Il sito web di Space Jam non è però esploso online quando è stato lanciato. I dirigenti dello studio non si sono comunque preoccupati: il film rimane, a tutt’oggi, il film di basket con il più alto incasso mai realizzato.

Il sito fu così presto dimenticato. Divenne solo un’altra reliquia di un momento evolutivo del web design dei primi tempi, quando il codice che non poteva essere caricato abbastanza velocemente attraverso un modem a 56K non era codice degno di essere scritto.

Il sito rimase più o meno dormiente per i successivi 14 anni. Ma la situazione è cambiata definitivamente alla fine del 2010, quando Internet, esponenzialmente più grande di quanto non fosse nel 1996, ha riscoperto il sito – quasi del tutto invariato rispetto al suo lancio iniziale. È stato riscoperto ed è rinato: l’equivalente per il web di una pittura rupestre scoperta di recente.

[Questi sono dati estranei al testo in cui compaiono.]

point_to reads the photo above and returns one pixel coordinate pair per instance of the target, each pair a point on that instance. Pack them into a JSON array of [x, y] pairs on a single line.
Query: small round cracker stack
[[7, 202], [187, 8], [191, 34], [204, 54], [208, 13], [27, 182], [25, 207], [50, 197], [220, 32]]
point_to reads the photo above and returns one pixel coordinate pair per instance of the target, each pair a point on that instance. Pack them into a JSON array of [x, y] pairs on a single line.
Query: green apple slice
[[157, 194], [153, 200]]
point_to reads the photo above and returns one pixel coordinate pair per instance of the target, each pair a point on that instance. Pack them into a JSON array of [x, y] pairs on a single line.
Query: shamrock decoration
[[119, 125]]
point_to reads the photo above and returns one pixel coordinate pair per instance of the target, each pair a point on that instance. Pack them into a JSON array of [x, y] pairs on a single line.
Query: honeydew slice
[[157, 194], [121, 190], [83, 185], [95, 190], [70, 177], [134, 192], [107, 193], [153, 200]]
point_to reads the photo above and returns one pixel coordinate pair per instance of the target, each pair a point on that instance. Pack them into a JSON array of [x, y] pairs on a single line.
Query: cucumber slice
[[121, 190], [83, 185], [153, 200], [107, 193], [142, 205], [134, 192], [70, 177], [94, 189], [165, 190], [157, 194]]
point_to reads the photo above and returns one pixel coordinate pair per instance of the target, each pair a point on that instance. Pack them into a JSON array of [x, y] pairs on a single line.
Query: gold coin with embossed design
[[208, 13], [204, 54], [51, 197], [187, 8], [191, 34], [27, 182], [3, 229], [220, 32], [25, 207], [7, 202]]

Rimane uno dei documenti viventi più fedeli del web design dei primi tempi, a cui chiunque può accedere online (eccolo qui, direttamente dal 1996).

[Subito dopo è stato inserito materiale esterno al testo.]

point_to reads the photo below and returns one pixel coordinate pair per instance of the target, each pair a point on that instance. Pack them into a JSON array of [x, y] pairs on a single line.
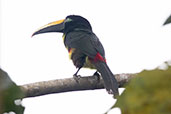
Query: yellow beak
[[57, 26]]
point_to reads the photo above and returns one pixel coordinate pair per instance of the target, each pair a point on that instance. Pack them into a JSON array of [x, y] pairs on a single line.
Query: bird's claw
[[76, 77], [97, 75]]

Oggi, la popolarità del sito Space Jam è sopravvissuta a quasi tutto ciò a cui è stato collegato. Il negozio della Fifth Avenue ha chiuso nel 2001. Entrambe le star del film hanno fatto delle dimenticabili uscite nel 2003: Jordan con i Washington Wizards, Bugs con “Looney Tunes: Back in Action”. E ogni persona direttamente associata alla creazione del sito ha ora lasciato lo studio.

Ma il sito continua a vivere, invecchiando per 19 anni ma libero da influenze, per la nostra gioia duratura.

Come ha scritto qualche anno fa la rivista Rolling Stones, ‘Space Jam’ Forever: The Website That Wouldn’t Die.